Perbedaan, yang banyak dilakukan di masa kini, antara mewujud dan
mengada (being and existence) tidak dilakukan oleh Ibn Arabi. Maka ketika dia mengatakan bahwa hanya ada zat tunggal, menurutnya yaitu :
a. Bahwa semua yang ada adalah zat tunggal
b. Bahwa zat tunggal tidak terpecah ke dalam bagiannya
c. Bahwa tidaklah ada berlebih di sini atau juga tidak kekurangan di sana.

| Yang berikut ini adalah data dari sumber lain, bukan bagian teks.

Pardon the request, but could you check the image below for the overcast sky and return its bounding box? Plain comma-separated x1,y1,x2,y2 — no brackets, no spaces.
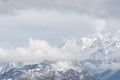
0,0,120,48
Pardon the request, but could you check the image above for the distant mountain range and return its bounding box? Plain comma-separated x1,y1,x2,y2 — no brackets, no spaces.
0,32,120,80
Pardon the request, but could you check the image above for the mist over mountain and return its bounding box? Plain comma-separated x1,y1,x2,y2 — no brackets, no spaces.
0,32,120,80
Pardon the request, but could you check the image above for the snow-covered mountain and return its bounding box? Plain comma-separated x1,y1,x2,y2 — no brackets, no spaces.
0,32,120,80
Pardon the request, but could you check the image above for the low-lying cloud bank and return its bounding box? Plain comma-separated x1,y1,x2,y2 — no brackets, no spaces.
0,39,84,62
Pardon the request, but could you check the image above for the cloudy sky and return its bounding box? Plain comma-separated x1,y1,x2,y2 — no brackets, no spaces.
0,0,120,48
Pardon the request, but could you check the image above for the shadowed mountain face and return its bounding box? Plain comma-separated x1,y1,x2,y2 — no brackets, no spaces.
0,64,100,80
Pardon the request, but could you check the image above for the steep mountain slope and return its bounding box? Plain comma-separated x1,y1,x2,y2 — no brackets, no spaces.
0,63,99,80
0,32,120,80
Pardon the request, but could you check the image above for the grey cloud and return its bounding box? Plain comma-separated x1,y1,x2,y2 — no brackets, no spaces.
0,0,120,18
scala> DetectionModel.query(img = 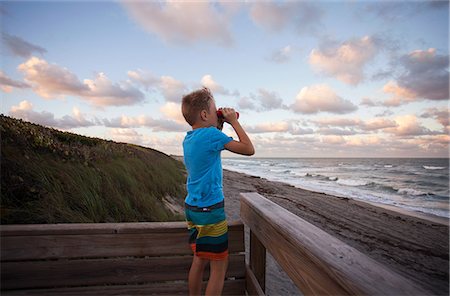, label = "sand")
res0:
[223,170,449,295]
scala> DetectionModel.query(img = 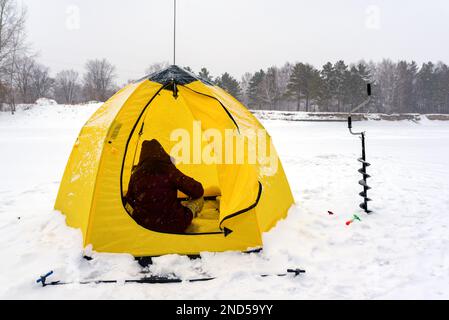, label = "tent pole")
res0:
[173,0,176,65]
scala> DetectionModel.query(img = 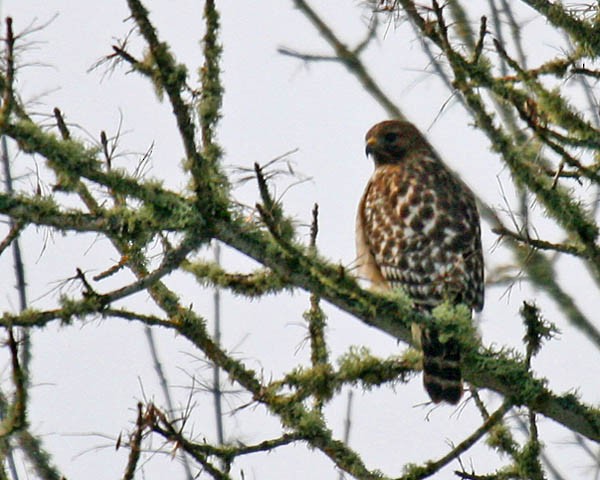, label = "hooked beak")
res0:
[365,137,377,157]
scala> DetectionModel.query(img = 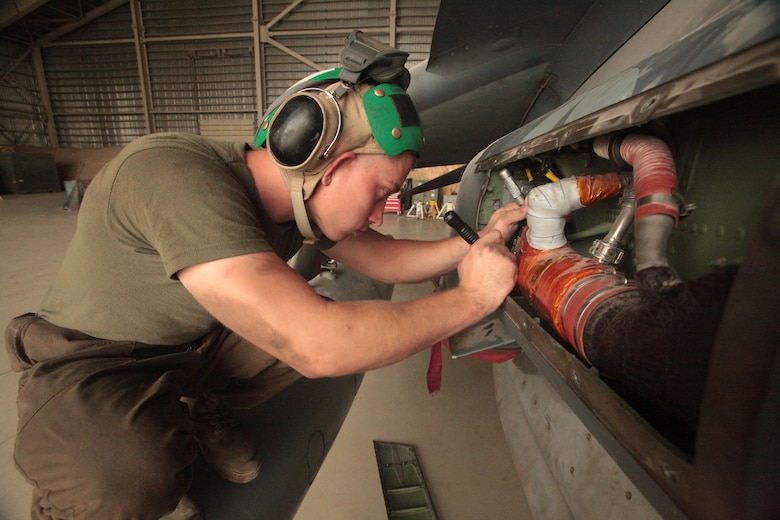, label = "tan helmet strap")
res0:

Oleh sebab itu, dalam setiap kepribadian tidaklah ada sesuatu kecuali
zat tunggal, yang secara mutlak tak terpecahkan / terbagikan
(indivisible) dan seragam (homogen).[7]
Zat, oleh sebab itu, menentukan diri sendiri, dan dari hasil dari penentuan diri (ta’ayun)

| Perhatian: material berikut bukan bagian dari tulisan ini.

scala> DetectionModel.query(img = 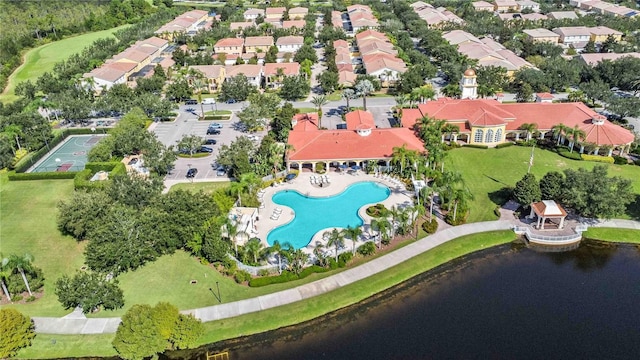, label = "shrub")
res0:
[358,241,376,256]
[582,154,615,164]
[613,155,629,165]
[422,217,438,234]
[233,270,253,284]
[558,148,583,160]
[496,142,514,149]
[464,144,489,149]
[8,171,78,181]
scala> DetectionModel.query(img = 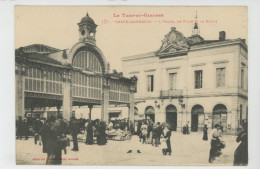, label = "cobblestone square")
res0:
[16,132,238,166]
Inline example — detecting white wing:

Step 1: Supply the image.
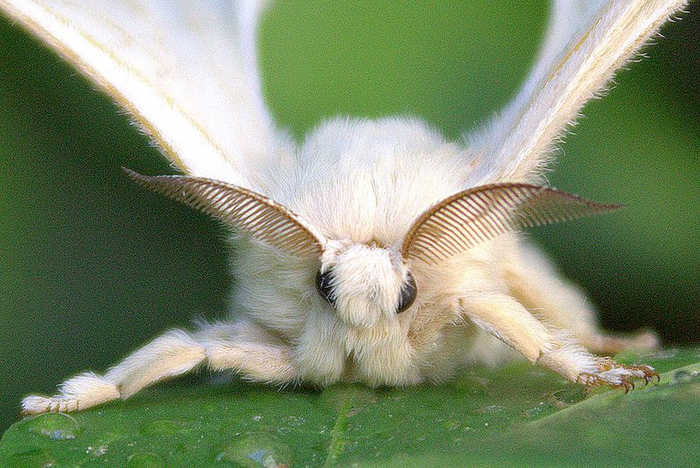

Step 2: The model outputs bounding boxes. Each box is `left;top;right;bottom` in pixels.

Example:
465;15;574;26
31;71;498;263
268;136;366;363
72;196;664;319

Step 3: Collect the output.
467;0;687;185
0;0;277;187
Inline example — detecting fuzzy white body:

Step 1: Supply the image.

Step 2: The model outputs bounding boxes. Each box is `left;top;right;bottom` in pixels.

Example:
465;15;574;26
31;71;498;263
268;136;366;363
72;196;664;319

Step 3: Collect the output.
235;118;513;385
5;0;687;413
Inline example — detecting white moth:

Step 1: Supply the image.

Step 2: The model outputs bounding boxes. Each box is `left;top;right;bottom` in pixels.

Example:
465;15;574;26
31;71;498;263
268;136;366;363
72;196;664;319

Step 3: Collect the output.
0;0;686;413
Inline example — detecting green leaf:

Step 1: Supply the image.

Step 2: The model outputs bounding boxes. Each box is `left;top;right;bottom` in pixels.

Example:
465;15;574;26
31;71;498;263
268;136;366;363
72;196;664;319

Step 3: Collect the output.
0;349;700;467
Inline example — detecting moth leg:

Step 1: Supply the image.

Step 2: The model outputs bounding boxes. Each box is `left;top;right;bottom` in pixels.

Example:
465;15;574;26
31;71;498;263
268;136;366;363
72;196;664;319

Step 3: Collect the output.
22;330;206;414
22;324;295;414
459;292;658;390
196;321;299;384
505;242;659;354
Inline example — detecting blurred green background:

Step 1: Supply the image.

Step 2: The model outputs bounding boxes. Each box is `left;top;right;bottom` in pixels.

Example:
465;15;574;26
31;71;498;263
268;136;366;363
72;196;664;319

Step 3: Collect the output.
0;0;700;430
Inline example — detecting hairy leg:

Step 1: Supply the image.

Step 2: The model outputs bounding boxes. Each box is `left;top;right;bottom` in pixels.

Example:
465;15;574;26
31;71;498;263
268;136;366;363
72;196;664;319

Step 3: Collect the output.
505;242;658;354
22;323;297;414
460;290;656;390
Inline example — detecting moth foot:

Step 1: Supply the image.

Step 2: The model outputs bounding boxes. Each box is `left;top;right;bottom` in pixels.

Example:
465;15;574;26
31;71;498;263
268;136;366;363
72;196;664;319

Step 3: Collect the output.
21;395;80;416
576;358;661;393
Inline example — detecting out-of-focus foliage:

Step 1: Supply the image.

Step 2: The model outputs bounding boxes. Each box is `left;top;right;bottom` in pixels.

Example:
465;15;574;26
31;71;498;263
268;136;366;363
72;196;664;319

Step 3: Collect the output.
0;0;700;434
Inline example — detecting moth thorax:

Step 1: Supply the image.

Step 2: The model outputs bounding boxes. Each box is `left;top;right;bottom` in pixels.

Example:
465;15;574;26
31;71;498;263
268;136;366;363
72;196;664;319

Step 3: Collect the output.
324;244;409;328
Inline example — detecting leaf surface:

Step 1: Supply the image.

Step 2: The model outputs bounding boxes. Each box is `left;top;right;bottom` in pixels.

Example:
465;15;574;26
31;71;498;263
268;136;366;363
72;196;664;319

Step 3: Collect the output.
0;349;700;467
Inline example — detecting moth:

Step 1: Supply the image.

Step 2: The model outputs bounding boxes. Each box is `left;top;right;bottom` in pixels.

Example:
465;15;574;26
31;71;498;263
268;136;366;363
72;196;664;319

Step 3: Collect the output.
0;0;687;414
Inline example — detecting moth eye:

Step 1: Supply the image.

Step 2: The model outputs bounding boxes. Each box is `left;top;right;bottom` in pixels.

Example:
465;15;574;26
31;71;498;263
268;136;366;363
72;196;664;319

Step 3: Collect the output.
396;273;418;314
316;270;335;305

maka pembedaan dan perbedaan akan muncul dalam zat, dan penggandaan
akan berkembang dari kesatuan. Tetapi dalam proses ini, zat tidaklah
membagi atau juga tidak menjarangkan diri sendiri. Samalah juga dengan
zat tunggal yang mengada dalam keseluruhannya, di sini dengan satu
bentuk dan di lain tempat dengan bentuk yang lain, tanpa membagi atau
menjarangkan diri secara memadai. Sebagai seorang aktor, ia tampak dalam
berbagai karakter, dengan nama-nama yang berbeda karakter dengan
nama-nama yang berbeda, dan melakukan berbagai fungsi. Ibnu al-Arabi
menyamakan penampakan dari sesuatu berbagai air, yang kini berwujud air,
atau sebagai es, atau pula sebagai uap. Dan zat juga yang menentukan
diri sendiri dalam berbagai bentuk adalah zat Tuhan. Dan tentu tidak
bisa lain kecuali Tuhan; baginya tidak akan ada dua zat yang mengada
bersama-Nya. Kemudian juga, bahwa zat Tuhan adalah zat dunia; perbedaan
di antara keduanya adalah di atur dengan nalar yang sama. Karena Tuhan
dan dunia adalah satu zat, maka hubungan antara Tuhan dan dunia tidaklah
merupakan hubungan antara sebab dan akibat, atau hubungan antara
pencipta dan ciptaan sebagai yang diyakini ahli ilmu kalam, atau
hubungan antara yang tunggal dengan yang emanasi (pancaran-Nya).[8]
Nama-nama (asma-asma) Tuhan ada tiga jenis, yakni satu jenis nama yang negatif (sulub)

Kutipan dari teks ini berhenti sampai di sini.